Louis a 16 ans ; il est parti, il a fugué, il a quitté sa mère et sa famille.
Va commencer pour Anne, sa mère, une longue attente, l'attente du retour de ce fils tant aimé.
C'est juste après la seconde guerre mondiale, le début des années 1950, la Bretagne
Anne va chercher son fils, découvrir qu'il s'est embarqué sur un navire, il est devenu marin, comme feu son père.
Elle va attendre le retour de son bateau, le retour de son fils.

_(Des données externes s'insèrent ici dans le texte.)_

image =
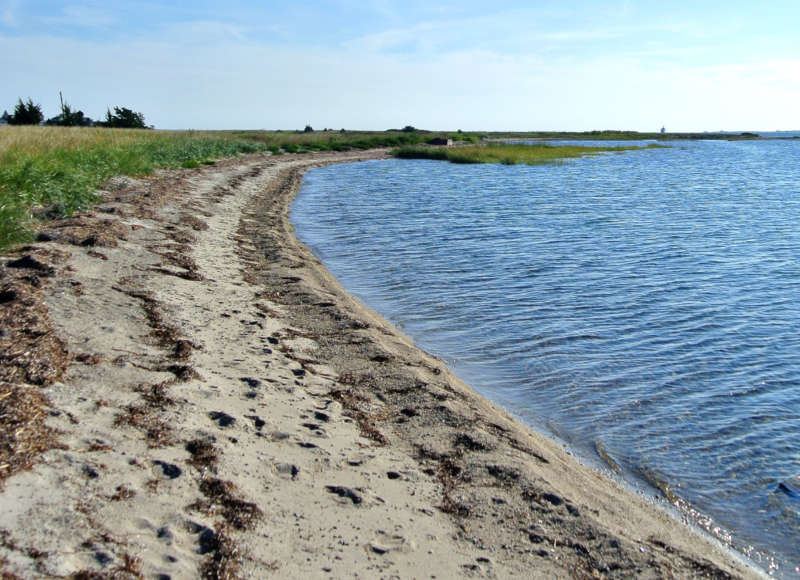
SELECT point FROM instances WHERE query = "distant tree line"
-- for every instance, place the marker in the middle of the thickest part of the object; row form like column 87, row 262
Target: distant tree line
column 30, row 113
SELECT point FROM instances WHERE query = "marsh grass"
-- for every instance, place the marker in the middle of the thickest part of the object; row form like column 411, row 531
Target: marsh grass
column 509, row 154
column 50, row 172
column 54, row 171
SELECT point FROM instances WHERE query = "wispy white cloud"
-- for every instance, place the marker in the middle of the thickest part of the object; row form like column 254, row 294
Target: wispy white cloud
column 84, row 16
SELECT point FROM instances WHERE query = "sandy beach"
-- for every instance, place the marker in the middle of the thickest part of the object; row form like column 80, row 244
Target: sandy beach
column 187, row 392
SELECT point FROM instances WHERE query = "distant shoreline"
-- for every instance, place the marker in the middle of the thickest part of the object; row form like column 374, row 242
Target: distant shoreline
column 227, row 407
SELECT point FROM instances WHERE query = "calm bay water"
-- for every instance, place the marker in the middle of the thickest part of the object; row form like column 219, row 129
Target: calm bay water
column 643, row 307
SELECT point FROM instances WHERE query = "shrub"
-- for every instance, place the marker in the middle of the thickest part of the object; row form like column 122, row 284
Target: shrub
column 123, row 118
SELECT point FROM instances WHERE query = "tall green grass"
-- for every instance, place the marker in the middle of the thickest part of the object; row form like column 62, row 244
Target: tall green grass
column 55, row 171
column 508, row 154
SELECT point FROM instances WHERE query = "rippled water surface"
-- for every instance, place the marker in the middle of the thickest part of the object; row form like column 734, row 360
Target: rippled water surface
column 644, row 307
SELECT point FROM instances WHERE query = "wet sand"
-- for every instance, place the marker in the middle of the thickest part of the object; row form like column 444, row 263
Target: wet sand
column 216, row 405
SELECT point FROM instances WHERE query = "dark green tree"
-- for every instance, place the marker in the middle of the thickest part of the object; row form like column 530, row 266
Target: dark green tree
column 124, row 117
column 68, row 117
column 27, row 113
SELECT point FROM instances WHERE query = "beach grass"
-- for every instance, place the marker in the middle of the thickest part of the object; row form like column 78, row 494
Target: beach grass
column 510, row 154
column 48, row 172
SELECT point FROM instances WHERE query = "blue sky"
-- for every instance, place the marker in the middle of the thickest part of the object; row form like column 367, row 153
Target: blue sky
column 537, row 65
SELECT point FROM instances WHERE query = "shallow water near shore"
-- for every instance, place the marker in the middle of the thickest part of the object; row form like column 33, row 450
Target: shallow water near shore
column 644, row 307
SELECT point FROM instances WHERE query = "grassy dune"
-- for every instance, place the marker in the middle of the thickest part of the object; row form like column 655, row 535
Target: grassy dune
column 509, row 154
column 54, row 171
column 50, row 172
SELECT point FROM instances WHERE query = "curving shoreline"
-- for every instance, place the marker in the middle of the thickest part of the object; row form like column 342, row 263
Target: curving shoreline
column 237, row 412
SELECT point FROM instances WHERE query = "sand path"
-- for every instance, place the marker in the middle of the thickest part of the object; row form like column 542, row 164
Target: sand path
column 227, row 410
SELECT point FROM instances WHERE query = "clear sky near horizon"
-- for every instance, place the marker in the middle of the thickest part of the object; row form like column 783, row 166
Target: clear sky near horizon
column 691, row 65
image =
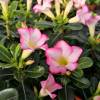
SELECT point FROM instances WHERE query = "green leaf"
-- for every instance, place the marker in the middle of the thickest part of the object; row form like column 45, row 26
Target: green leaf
column 78, row 73
column 6, row 65
column 17, row 51
column 75, row 26
column 85, row 62
column 13, row 7
column 44, row 24
column 10, row 94
column 81, row 83
column 35, row 72
column 4, row 54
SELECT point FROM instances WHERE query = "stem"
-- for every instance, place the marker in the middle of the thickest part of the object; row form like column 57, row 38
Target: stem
column 24, row 90
column 55, row 38
column 7, row 29
column 85, row 97
column 65, row 92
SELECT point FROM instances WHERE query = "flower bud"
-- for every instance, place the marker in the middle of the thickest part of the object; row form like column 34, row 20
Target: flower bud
column 26, row 53
column 29, row 62
column 29, row 4
column 4, row 4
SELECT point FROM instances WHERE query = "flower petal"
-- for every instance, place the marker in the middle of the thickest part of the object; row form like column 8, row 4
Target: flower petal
column 66, row 49
column 35, row 34
column 72, row 66
column 56, row 70
column 24, row 37
column 42, row 40
column 75, row 54
column 96, row 98
column 53, row 53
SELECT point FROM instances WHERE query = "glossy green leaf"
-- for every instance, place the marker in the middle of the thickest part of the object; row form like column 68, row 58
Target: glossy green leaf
column 35, row 72
column 82, row 83
column 4, row 54
column 85, row 62
column 78, row 73
column 75, row 26
column 9, row 94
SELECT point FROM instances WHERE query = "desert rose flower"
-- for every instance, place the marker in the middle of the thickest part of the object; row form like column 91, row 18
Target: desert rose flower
column 29, row 4
column 49, row 86
column 4, row 4
column 68, row 8
column 62, row 57
column 79, row 3
column 96, row 98
column 32, row 39
column 43, row 6
column 86, row 17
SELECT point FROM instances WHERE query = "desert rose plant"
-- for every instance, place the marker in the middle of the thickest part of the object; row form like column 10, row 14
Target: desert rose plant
column 49, row 50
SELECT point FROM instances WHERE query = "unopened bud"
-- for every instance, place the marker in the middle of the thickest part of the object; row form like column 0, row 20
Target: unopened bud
column 29, row 62
column 29, row 4
column 26, row 53
column 68, row 73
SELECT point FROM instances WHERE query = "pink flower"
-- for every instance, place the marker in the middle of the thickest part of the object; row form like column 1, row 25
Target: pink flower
column 96, row 98
column 78, row 3
column 49, row 86
column 32, row 39
column 86, row 17
column 62, row 57
column 42, row 5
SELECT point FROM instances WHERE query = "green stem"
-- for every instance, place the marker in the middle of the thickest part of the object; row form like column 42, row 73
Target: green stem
column 65, row 92
column 55, row 38
column 7, row 30
column 24, row 90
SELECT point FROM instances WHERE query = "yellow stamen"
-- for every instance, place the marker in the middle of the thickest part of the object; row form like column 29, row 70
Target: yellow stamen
column 62, row 61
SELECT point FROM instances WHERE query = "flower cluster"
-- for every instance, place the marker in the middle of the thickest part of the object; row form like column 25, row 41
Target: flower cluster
column 60, row 58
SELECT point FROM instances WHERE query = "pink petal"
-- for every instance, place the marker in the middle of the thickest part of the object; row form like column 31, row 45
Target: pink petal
column 64, row 46
column 44, row 47
column 39, row 1
column 51, row 62
column 37, row 8
column 75, row 54
column 56, row 70
column 72, row 66
column 42, row 40
column 24, row 37
column 96, row 98
column 53, row 96
column 50, row 80
column 43, row 84
column 35, row 34
column 55, row 86
column 53, row 53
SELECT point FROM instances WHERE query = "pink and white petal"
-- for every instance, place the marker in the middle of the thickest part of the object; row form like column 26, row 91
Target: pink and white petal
column 37, row 8
column 72, row 66
column 56, row 70
column 44, row 47
column 53, row 53
column 35, row 34
column 24, row 33
column 43, row 84
column 53, row 96
column 77, row 51
column 39, row 1
column 64, row 46
column 23, row 44
column 54, row 87
column 96, row 98
column 50, row 80
column 51, row 62
column 42, row 40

Une alternance de chapitre où l'on découvre la vie d'Anne, où l'on vit l'attente avec elle, et de lettres qu'elle écrit à Louis, lettres où elle lui raconte le festin qu'elle va lui préparer pour son retour, la fête qu'elle va organiser.

On vit la douleur d'Anne, on tremble avec elle, on est en équilibre sur ce fil de la raison où à chaque instant cette mère peut tomber dans la folie, tant le manque de son fils lui est cruel.
Elle fait de son mieux pour continuer à vivre une vie "normale" avec son mari et ses deux autres enfants, mais c'est dans sa chair, dans son âme, Louis n'est pas là, Louis lui manque, chaque jour un peu plus, comme une longue torture, un long cri de douleur.

C'est le premier roman que je découvre de Gaëlle Josse, une réussite absolue dans la description des émotions de cette mère à laquelle on ne peut pas manquer de s'identifier.
C'est une histoire dans laquelle on se glisse tout doucement, avec confiance, on se laisse porter par les mots et les phrases de Gaëlle Josse, toujours dans la simplicité et la beauté.
La beauté des moments, la beauté des sentiments.

J'ai terminé la lecture de ce livre les yeux baignés de larmes, larmes d'émotions de l'histoire, mais aussi larmes d'émotions des mots.

A LIRE ABSOLUMENT !
"Car toujours les mères courent, courent et s'inquiètent, de tout, d'un front chaud, d'un toussotement, d'une pâleur, d'une chute, d'un sommeil agité, d'une fatigue, d'une plainte, d'un chagrin. Elles s'inquiètent dans leur coeur pendant qu'elles accomplissent tout ce que le quotidien réclame, exige, et ne cède jamais. Elles se hâtent et se démultiplient, présentes à tout, à tous, tandis qu'une voix intérieure qu'elles tentent de tenir à distance, de museler, leur souffle que jamais elles ne cesseront de se tourmenter pour l'enfant sorti un jour de leur flanc."
" Lorsque tu reviendras, mon fils, mon fils parti voyager sur la peau du monde, mon fils coureur de mer, ce sera une fête."
Les Editions Noir Sur Blanc, 190 pages.